There is still that situation where women work hard and get places but are shoved back to the start again or ‘kept in their place’, whatever that place is meant to be and is usually not the place they want to be as they keep being put back there time and time again. The frustration is expressed through the idea of a computer game. Cinderella has to try and reach the palace but has difficulty. The video draws attention towards Socialism and the Postindustrial tec shift at the time. Cinderella has been set up to fail. She continually loses and is out of the game. This is not an accident. She is being set up and is not allowed to win.

The film at Fact portrays social roles, social expectations, gender identity controlled by social structures. Cinderella’s role is fixed within the system, but she can’t find a way out. This system is also not where she belongs. She doesn’t fit into this system that is being assigned to her. This 1980s new wave film shows the oppression and struggles many women experience in modern society in employment and on their journey through life or wherever they are going. As you watch her fail at each game the frustration and the unfairness become very obvious. Thank goodness; eventually, she finds a way out, a journey and method that suits her needs on her own terms. ‘The only thing I can do is step aside and let them through,’ she says. Listen to the words as they tell the story.

 Cinderella - Ericka Beckman
Cinderella – Ericka Beckman FACT Liverpool

She finally climbs through the hole and finds her freedom and renewed strength. This is a bit vague, but you find your own interpretation of what it is that makes her find new survival techniques. Sit there and reflect but you probably won’t need to.

Walk through to her next film, ‘Hiatus’. ‘Maddie’ is inside a VR game. She attends her garden and has to keep it watered and flourishing. The film is created in a DIY, naive style and points towards the ‘me campaign’ – “a world where everyone can be themselves without discrimination.” Maddie follows her avatar, ‘Wanda’ and has to try and stop her being exploited by a shifty character, a Texan business developer who wants to take her garden, seize her organic approach because it’s beneficial for him. This is her space, and she has to make it through the game and over the unpleasant and challenging hurdles.

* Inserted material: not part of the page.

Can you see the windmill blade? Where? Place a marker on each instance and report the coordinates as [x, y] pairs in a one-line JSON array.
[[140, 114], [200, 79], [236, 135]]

Upstairs at FACT, there are also two films by artist Marianna Simmett and an installation.  The two films stood side by side at an angle so that you watch one at a time.  One film is called ‘The Udder’, and the film besides it is called, ‘Blood’. Prepare yourself. I found them disturbing and challenging to watch although I forced myself to write this review.
The udder is a film about mastitis in cows. Believe me, if you are not vegan now, you soon will be after watching this film, more so to think that dairy cows are objectified in this horrific way. Throughout the film, we are told about the teats of the dairy cow with close up film of the udder. The infection is discussed as if the cow were just a machine which to the dairy industry it is. The language is clinical and unemotional.

Intercepting these rather harrowing thoughts and close-ups is a young girl on the farm. Simnett ‘plays with symbols of sexuality, beauty, purity and morality, drawing parallels between body parts…’’ Linking this idea to the cow, the milk we ingest, ‘’revealing societal pressures and also those within the family home.’’ There is this disturbing connection of the cow being objectified while also ‘’alluding to the necessity for women to endure violence and maintain their desirability.’’ ‘The work involves the legend of St. Æbbe of Coldingham who to protect her chastity, disfigured herself in response to the threat of rape.’’ Read about her on Wikipedia. ‘Simnett combines mythology and medical technologies to create distorted tales of transgression.’’ I found this film very sad, but Simnett does point out some important issues surrounding ‘’oppressive ideologies and restraints.’’ You will be challenged emotionally and physically by these films.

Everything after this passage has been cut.